Facing pressure to revive local economies and a restive public, governors, even the more cautious ones, have increased allowable gathering sizes. There is clearly a disconnect between the federal guidelines, some states and the increasing number of Americans who are venturing out despite continued risk and guidance.
Question: During a meeting last week in Anchorage, Alaska, the world witnessed a tense exchange between the U.S. side and China. China even challenged American democracy and said the U.S. should be more concerned about its own internal matters, rather than trying to spread American ideology to other parts of the world.
Clearly, this is a Chinese government willing to stand up to your administration and is challenging American power. How do you — and the United States — avoid looking weak in the face of that? And how would you characterize the U.S. relationship with China?

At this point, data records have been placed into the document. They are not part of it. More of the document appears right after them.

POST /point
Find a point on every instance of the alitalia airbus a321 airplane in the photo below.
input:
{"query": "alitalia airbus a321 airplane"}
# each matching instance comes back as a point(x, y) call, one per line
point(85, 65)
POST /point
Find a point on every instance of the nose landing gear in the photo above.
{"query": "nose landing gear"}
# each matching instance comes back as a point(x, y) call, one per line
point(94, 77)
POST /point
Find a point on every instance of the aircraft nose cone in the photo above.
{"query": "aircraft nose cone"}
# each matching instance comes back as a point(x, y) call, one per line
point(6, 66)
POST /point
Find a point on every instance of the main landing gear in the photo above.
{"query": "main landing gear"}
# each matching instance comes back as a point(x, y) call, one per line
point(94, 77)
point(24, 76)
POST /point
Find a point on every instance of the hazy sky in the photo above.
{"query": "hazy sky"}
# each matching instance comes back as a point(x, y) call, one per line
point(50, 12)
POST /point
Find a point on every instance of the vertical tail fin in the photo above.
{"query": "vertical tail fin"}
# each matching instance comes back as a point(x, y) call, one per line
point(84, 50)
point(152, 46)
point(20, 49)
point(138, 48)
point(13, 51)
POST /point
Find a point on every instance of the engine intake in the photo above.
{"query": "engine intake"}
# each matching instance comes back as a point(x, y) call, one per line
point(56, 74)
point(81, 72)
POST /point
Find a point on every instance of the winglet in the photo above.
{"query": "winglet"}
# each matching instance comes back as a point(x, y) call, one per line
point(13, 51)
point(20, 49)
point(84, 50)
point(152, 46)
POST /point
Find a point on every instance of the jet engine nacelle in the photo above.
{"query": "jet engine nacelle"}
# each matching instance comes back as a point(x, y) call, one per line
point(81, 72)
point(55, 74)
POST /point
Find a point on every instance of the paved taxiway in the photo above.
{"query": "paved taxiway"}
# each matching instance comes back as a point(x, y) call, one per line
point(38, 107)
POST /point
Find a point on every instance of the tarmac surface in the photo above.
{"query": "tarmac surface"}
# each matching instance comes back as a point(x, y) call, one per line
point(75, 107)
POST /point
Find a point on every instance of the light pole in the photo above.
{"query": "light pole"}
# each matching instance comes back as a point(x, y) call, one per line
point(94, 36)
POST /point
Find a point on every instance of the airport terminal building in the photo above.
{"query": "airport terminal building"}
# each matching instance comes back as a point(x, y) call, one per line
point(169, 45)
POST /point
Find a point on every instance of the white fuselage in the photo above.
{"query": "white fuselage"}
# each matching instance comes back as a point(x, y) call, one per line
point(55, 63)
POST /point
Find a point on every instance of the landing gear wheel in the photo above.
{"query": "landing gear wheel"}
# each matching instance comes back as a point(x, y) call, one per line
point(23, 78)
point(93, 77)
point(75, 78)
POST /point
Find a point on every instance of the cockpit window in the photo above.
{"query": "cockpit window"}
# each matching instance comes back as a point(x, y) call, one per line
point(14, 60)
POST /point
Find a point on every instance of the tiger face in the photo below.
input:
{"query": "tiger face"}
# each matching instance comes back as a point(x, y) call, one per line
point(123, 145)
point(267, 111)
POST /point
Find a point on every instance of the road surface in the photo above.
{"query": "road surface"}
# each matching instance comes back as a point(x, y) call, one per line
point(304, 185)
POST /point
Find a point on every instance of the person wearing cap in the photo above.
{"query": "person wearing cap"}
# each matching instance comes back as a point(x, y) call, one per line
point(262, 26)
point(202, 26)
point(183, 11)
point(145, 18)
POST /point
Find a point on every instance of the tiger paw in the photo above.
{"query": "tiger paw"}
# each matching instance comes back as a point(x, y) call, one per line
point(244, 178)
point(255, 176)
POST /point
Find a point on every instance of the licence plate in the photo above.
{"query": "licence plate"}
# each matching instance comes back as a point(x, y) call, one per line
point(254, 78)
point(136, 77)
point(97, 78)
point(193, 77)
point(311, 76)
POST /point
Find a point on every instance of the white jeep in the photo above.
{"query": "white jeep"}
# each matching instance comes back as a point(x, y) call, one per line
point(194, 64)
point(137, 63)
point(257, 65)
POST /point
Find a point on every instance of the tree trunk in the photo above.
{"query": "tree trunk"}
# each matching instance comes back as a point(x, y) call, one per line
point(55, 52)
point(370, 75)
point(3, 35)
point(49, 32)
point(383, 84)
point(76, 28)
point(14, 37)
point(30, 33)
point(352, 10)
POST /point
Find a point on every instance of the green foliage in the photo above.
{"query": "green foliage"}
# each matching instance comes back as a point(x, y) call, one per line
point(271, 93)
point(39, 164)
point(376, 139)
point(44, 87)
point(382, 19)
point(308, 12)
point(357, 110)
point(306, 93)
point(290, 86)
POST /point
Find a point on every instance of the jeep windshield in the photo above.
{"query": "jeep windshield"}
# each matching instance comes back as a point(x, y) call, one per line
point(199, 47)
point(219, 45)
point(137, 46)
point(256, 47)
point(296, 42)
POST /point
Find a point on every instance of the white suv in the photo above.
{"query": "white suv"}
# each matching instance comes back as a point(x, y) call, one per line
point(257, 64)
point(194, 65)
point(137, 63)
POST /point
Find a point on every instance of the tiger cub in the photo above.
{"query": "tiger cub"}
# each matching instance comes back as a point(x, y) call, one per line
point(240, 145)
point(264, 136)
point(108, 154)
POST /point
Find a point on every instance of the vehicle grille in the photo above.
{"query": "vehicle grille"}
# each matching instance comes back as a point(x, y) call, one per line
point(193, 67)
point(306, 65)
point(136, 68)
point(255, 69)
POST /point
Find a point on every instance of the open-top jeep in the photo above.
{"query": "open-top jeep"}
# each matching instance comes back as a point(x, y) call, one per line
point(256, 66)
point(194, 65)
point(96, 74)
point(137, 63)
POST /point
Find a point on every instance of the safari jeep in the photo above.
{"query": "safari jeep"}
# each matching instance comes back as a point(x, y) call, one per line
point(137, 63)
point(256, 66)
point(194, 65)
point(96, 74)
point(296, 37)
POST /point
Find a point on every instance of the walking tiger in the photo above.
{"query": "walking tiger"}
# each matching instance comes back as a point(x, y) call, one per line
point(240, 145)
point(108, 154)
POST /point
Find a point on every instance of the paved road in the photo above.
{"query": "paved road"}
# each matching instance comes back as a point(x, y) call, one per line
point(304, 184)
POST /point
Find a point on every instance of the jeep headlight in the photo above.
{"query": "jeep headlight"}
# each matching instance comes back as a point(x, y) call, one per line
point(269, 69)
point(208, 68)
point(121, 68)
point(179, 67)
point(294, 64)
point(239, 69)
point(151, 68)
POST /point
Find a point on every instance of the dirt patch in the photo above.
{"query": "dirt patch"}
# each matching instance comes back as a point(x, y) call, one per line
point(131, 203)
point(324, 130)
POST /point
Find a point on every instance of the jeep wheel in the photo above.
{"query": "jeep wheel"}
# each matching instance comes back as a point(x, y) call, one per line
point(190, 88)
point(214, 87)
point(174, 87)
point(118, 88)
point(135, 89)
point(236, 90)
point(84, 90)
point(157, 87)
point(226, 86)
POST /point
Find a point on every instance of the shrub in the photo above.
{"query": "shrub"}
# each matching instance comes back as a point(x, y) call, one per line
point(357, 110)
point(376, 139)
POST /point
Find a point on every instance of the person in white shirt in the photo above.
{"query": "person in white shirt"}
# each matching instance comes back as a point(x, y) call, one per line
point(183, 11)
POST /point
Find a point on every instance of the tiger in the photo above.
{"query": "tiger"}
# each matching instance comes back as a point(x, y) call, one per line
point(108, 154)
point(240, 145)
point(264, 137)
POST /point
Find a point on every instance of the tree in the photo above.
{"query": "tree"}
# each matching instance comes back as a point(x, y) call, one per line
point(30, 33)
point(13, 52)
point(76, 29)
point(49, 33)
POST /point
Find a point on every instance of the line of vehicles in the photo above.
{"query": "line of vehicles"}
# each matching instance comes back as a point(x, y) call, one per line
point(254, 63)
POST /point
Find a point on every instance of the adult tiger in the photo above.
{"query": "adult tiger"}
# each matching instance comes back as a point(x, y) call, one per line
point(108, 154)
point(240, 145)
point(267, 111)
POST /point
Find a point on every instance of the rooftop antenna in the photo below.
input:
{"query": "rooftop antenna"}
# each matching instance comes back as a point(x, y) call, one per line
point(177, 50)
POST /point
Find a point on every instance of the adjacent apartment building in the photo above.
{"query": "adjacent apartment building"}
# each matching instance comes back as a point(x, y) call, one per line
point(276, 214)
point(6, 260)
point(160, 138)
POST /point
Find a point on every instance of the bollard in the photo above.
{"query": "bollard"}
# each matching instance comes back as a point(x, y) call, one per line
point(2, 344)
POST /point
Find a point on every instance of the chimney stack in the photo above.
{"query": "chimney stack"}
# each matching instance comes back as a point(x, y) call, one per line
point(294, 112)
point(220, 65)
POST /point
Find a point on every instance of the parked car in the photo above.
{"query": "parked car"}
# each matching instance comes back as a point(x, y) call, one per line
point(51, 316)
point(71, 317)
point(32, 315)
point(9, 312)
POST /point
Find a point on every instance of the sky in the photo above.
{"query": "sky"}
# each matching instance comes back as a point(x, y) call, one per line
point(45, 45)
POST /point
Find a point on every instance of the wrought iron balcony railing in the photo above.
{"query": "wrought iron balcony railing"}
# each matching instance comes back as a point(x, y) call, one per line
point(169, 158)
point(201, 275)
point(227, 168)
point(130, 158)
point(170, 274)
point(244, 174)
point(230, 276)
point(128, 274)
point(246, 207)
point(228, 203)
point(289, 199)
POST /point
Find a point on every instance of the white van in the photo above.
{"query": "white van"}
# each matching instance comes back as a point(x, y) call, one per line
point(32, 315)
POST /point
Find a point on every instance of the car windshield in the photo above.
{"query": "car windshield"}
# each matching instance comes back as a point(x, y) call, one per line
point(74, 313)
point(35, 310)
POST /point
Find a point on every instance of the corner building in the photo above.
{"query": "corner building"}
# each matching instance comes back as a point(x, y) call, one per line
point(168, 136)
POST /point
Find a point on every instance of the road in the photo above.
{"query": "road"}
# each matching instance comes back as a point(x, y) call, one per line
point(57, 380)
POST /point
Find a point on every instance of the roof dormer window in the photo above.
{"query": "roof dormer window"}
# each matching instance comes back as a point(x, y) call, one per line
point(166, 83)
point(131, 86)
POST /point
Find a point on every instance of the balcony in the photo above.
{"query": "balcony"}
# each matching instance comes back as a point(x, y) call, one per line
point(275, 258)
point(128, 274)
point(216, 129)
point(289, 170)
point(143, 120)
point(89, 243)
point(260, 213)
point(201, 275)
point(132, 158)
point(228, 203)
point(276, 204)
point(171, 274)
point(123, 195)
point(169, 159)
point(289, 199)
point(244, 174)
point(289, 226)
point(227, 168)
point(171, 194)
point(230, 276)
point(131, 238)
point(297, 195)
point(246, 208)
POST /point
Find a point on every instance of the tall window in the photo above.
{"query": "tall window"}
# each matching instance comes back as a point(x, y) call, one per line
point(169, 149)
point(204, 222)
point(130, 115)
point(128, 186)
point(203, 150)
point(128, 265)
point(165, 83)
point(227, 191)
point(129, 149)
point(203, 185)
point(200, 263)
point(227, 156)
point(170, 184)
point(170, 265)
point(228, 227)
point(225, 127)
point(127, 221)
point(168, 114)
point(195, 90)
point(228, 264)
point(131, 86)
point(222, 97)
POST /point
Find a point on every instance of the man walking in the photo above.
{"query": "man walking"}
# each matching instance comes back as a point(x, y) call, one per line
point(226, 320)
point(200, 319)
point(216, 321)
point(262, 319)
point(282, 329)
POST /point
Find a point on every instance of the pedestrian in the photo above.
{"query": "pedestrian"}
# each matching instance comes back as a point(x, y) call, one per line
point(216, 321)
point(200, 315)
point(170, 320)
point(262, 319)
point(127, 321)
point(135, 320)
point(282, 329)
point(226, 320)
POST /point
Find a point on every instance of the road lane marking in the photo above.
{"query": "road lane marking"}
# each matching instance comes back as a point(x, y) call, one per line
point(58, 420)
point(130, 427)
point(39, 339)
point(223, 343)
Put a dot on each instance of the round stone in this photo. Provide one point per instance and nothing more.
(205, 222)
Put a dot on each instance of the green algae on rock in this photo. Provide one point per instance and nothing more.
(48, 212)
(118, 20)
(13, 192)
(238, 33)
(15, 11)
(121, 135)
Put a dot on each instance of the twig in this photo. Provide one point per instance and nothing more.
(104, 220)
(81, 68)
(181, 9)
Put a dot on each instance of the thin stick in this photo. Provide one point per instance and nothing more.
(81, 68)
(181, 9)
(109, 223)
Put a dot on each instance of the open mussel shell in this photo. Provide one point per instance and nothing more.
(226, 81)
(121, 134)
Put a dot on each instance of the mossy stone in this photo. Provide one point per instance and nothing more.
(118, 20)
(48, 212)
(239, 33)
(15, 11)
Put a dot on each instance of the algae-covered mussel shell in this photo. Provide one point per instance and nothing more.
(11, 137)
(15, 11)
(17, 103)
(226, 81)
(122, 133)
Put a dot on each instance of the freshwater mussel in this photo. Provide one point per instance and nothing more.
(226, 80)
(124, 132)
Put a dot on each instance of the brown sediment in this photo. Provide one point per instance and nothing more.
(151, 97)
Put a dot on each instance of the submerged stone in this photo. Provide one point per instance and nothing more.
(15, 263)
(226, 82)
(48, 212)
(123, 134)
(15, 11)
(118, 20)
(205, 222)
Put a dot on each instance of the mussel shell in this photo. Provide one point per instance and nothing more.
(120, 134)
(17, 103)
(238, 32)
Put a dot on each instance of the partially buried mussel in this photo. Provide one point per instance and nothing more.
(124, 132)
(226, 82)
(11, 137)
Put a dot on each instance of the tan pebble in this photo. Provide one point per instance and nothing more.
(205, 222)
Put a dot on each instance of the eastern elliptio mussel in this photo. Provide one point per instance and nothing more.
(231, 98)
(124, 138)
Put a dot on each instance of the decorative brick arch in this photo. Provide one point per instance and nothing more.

Context: In an unusual departure from the usually staid and staged phot0 ops of a bilateral meeting, American and Chinese diplomats traded barbs about each other's countries and sets of values.
Secretary of State Tony Blinken raised concerns about China's actions against U.S. allies, saying it was posing a threat to "the rules-based order that maintains global stability." He also sharply criticized China's human rights record against Uighur Muslims in China and its jailing of pro-democracy advocates in Hong Kong.
China didn't appreciate it and responded with a list of criticisms of the U.S. and its official blew through the allotted two minutes for statements. Blinken wound up calling the press back in to respond and China shot back as well. It's a test of the relationship between the two countries with opposing political systems but with an entangled economic association.